早朝の訓練場に発砲音が響く。

この音は、訓練場からほど近い部屋に寝泊まりする海兵たちにとっては

もはや目覚ましがわりとも言えるものとなっている。


「…ふう…」

「やっぱりお前は射撃の腕だけは飛び抜けてるな」

「えへへ…ありがとうございます、ゼファー先生」


射撃訓練用の耳当てをとり、斜め後ろから自分のがんばりを見ていてくれたゼファー先生に微笑む。

本部に来たばかりの頃、訓練中に私の射撃の腕を始めて見初めてくれたゼファー先生は

時間がある限り、こうやって朝方の自主訓練私を見にきて稽古をつけてくれるのだ。

他の一般海兵のように訓練兵時代が短かく、基礎訓練しかできてない私には、それがとても嬉しくて、有難い。


「だがアヤ、お前は銃以外は本当に並だな。タフさと機転が効くところは評価するが、それだけだ」

「はい…わかっています」


私の総合的な実力は、記憶力、狙撃の腕をのぞけば、与えられた地位になど確実に相応しくないだろう。

当たり前だ。

本来なら、一般出の海兵が1、2年で大将と同格、それ以上の権利を手にするなんてことはない。

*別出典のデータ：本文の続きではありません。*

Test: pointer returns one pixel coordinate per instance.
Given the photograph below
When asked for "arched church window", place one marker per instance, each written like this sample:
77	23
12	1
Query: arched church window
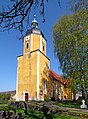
27	45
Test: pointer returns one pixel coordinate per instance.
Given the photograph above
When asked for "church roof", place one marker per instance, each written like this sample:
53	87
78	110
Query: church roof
57	77
34	31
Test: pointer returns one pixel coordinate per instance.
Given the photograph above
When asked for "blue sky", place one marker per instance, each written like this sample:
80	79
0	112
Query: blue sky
11	47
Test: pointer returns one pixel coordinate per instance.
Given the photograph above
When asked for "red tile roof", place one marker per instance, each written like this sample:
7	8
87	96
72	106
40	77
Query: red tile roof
57	77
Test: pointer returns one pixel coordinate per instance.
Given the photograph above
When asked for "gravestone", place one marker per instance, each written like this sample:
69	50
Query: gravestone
83	104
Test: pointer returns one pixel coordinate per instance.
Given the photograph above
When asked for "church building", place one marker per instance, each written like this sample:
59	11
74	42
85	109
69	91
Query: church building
35	79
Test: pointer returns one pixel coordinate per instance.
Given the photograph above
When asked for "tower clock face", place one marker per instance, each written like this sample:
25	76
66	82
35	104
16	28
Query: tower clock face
27	38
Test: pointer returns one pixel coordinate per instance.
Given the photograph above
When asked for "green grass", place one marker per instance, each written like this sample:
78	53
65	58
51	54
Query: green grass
66	117
68	104
36	114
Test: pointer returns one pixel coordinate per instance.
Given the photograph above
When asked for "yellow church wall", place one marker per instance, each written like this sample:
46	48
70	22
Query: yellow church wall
36	41
27	72
27	40
44	75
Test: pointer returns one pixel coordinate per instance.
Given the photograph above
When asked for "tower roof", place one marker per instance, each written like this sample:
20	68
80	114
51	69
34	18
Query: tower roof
34	22
34	28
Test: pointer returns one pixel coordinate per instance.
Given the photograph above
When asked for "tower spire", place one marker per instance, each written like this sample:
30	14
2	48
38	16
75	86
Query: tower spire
34	22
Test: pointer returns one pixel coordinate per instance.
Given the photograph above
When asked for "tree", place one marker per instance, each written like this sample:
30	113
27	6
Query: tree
70	35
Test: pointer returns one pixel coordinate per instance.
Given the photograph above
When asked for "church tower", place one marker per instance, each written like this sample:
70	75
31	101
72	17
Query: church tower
33	66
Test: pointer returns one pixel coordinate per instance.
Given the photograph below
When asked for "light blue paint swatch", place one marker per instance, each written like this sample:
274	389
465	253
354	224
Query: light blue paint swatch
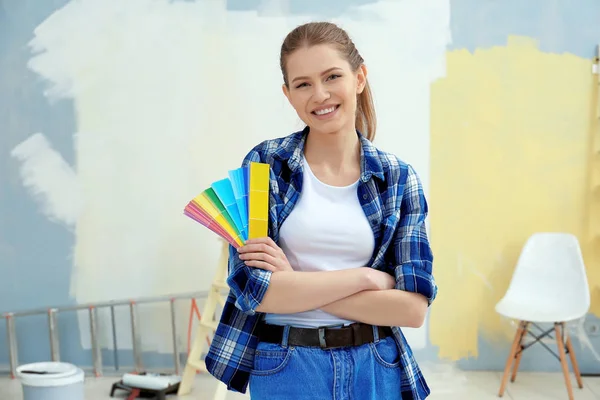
239	184
224	191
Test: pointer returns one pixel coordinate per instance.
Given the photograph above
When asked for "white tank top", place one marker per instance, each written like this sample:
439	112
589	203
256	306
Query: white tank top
327	230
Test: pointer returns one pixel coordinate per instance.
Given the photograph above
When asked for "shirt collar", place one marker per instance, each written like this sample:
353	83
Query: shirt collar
292	149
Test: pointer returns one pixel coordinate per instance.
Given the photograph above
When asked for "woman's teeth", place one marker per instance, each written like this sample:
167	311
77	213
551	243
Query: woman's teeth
325	111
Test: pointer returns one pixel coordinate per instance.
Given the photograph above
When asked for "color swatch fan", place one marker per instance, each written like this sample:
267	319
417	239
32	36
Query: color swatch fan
235	208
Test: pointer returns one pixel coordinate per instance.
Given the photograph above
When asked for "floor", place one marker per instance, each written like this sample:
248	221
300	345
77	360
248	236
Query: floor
445	384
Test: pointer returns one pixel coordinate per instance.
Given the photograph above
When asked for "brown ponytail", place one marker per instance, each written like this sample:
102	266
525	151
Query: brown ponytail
366	121
315	33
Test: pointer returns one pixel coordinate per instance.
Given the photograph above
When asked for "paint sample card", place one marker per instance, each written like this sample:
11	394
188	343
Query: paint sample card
239	182
214	199
224	191
203	201
258	200
235	208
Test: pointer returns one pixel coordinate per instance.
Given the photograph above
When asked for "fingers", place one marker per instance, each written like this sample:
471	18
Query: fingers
259	256
266	243
258	248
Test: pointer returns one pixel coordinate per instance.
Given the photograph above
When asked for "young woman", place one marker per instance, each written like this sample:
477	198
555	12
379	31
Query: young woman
315	309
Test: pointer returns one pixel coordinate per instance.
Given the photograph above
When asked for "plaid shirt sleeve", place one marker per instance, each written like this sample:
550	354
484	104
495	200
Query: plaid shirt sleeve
248	285
412	255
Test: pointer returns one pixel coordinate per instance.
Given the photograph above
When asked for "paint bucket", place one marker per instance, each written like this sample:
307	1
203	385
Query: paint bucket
51	381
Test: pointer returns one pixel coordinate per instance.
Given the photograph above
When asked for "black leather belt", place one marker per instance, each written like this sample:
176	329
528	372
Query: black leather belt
355	334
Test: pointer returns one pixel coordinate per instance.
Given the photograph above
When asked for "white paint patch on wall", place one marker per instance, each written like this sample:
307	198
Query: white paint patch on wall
170	95
49	178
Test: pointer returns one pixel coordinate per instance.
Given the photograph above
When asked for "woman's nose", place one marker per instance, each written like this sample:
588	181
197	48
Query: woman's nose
321	94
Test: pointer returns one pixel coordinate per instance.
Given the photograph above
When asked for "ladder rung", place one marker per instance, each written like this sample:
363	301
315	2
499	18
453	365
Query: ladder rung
198	365
210	324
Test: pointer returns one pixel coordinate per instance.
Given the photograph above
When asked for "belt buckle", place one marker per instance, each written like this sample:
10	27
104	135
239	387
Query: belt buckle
322	341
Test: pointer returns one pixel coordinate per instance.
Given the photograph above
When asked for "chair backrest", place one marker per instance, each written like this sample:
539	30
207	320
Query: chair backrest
550	269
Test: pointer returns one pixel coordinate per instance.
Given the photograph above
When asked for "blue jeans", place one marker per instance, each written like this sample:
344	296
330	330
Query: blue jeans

しかも私は、本当に身体能力は普通で、超人的な力など持ち合わせているわけでもない。

その上、然るべき訓練もまともに受けずにここにきてしまっているわけで

ひとりこそこそと仕事の合間を縫って訓練に励んでも、やはりそうそう伸びない。


「…ゼファー先生、」

「なんだ?」

「今の私は…与えられた地位に、ふさわしい人間だと思いますか?」

「……いや、思わん。お前は弱い」


それでは義務を果たす間も無く、襲われたら真っ先に死んでしまうだろう。

その言葉は厳しかったが、真実を告げていてくれて、とてもホッとした。


「だからお前は、生き残るための努力とふさわしくなる努力を詰め」


せめて身を守る程度の武力を付けろ。

ゼファー先生の言葉に強く頷く。


「…私、実はこんな人生考えたりしませんでした」

「まあ…だろうな」

「でも……私はここにいる…ここにいる以上…私は、やれること全て頑張りたい…だから、」


私も、嫌だななんて甘えてばかりでなく、役目を果たすために少しは強くなろうと思います。


「…どこまでできるか、わかりませんけど…」

「いや、いい心掛けだ…アヤは実直だな。そういう奴は伸びる」


へにゃりと力なく笑えば、ゼファー先生はわしゃわしゃと頭を撫でてくれた。

ここにきてから、頭を撫でてもらうことが多くなった。

それになんとなく、心地よさを感じながら、海兵として、部長としてここで生きて行く決意を強くした。



少しでも相応しく

(ゼファー先生、これからもご指導よろしくお願いします!)
(ああ、時間がある時には見てやる)
(はい!)
(…なんて素直で、めんどくさくない教え子だ)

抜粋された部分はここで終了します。